In an innovative partnership between a UK government agency - the National Institute for Health and Clinical Excellence (NICE) - and a professional organisation - the British Hypertension Society (BHS), NICE guidelines for managing hypertension in primary care were first issued in 2006. Key elements to those guidelines included a stepped care approach starting with different first line options for younger vs. older patients with a 55 year age boundary, and for patients of black African or Carribean origin compared to other ethnic groups. The 2006 guidelines also highlighted risks of new onset diabetes mellitus from beta-blocker treatment.

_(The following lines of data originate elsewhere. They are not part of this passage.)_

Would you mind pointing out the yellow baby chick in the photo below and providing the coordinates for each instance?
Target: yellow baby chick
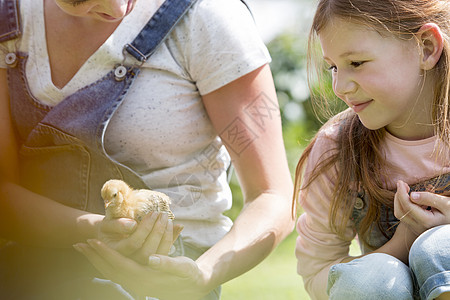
(122, 201)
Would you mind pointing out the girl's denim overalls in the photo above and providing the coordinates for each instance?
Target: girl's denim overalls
(62, 157)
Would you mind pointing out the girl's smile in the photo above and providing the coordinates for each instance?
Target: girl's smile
(379, 76)
(102, 10)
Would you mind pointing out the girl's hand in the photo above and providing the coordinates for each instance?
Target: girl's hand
(420, 210)
(155, 234)
(162, 277)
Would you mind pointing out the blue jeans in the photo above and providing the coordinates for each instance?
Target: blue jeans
(381, 276)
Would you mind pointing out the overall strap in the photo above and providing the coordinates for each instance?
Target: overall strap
(10, 21)
(158, 28)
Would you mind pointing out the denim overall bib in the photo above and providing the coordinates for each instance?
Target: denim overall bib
(62, 157)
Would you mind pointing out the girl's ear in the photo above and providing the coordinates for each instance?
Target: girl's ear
(431, 44)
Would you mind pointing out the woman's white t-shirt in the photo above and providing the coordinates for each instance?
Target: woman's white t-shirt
(162, 130)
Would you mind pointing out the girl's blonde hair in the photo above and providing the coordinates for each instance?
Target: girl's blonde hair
(357, 154)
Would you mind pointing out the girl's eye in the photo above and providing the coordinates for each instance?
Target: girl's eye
(356, 63)
(332, 68)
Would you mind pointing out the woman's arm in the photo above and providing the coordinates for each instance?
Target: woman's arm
(246, 115)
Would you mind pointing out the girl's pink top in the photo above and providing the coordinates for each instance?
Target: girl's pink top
(318, 247)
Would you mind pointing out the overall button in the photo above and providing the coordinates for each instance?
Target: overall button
(359, 203)
(120, 72)
(11, 59)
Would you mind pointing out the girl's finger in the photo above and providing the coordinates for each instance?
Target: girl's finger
(154, 239)
(121, 226)
(167, 240)
(102, 265)
(176, 231)
(439, 202)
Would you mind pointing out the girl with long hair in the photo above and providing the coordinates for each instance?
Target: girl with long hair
(379, 171)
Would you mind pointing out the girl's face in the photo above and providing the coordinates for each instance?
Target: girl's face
(379, 77)
(102, 10)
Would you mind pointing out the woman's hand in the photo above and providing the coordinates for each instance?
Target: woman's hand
(162, 276)
(155, 234)
(420, 210)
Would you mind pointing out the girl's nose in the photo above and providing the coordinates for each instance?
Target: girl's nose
(343, 84)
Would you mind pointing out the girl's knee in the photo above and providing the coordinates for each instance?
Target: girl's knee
(428, 248)
(374, 276)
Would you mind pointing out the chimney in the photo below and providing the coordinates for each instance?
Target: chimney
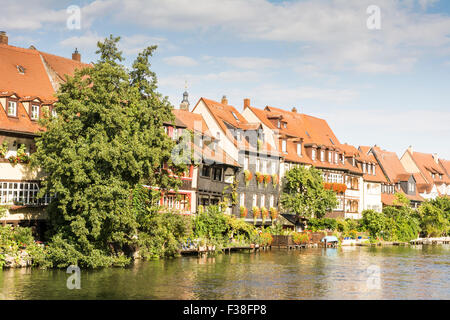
(224, 100)
(76, 56)
(435, 157)
(3, 37)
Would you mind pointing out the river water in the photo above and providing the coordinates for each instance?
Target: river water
(342, 273)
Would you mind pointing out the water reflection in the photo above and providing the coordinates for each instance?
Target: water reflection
(332, 273)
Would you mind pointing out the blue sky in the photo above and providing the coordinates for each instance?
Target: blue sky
(388, 87)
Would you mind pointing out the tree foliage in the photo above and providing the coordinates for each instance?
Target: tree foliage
(107, 138)
(304, 195)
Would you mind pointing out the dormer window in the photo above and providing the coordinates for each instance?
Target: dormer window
(12, 108)
(21, 69)
(34, 112)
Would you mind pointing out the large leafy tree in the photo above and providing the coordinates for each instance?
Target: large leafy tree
(107, 138)
(304, 195)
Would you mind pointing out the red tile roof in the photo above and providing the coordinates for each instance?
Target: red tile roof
(428, 166)
(27, 73)
(33, 82)
(391, 165)
(226, 115)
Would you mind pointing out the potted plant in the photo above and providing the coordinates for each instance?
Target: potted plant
(3, 149)
(264, 213)
(267, 179)
(274, 179)
(273, 213)
(259, 177)
(256, 213)
(248, 177)
(243, 211)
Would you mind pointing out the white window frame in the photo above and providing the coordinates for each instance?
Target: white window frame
(299, 149)
(34, 111)
(12, 105)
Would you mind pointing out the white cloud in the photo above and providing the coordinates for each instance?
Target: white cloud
(85, 42)
(180, 61)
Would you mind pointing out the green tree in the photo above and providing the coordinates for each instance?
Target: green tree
(434, 220)
(374, 222)
(401, 200)
(107, 138)
(304, 195)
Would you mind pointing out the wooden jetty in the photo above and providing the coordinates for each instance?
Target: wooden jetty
(430, 241)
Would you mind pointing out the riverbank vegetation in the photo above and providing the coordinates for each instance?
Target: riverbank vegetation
(394, 223)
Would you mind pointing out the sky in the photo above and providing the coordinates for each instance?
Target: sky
(378, 77)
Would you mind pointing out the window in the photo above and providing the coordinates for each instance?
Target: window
(217, 174)
(12, 108)
(23, 193)
(206, 171)
(34, 111)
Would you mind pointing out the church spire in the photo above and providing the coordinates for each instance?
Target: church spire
(185, 103)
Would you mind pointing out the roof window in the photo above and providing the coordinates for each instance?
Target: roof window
(21, 69)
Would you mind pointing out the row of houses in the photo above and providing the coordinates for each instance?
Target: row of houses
(240, 157)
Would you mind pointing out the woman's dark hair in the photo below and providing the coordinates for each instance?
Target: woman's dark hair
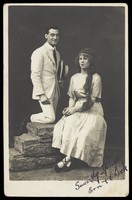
(91, 69)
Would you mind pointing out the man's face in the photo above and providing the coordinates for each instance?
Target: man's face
(52, 37)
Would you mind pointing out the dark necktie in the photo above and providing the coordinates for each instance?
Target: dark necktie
(55, 58)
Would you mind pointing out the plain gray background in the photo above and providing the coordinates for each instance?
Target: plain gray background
(99, 28)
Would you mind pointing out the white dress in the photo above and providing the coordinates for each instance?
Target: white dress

On 24th August, five years on, NICE, again supported by experts from the BHS, has released updated hypertension guidelines which include several key developments of interest to prescribers and patients. These include adding blood pressure measurements away from the clinical setting to confirm the diagnosis for patients with mild to moderate increases in clinic blood pressure readings. With even higher office readings, advice remains to treat based on those office readings. There is detailed advice both on blood pressure measurement using ambulatory devices as well as more systematic involvement of patients in their own management, supported by home blood pressure readings. It is of course important that any blood pressure monitoring device, whether for clinical or home use, should be validated. A helpful list of validated devices is is listed on the British Hypertension Society's website.

As an update on treatment options, the new 2011 guidelines now suggest systematic use of calcium channel blockers as first line treatment in older patients, with now specific, named diuretics as alternative options for specified indications. The 2011 guidelines for the first time also highlight the clinical and cost effectiveness of evidence-based treatment of hypertension in older patients, and in particular the over 80s.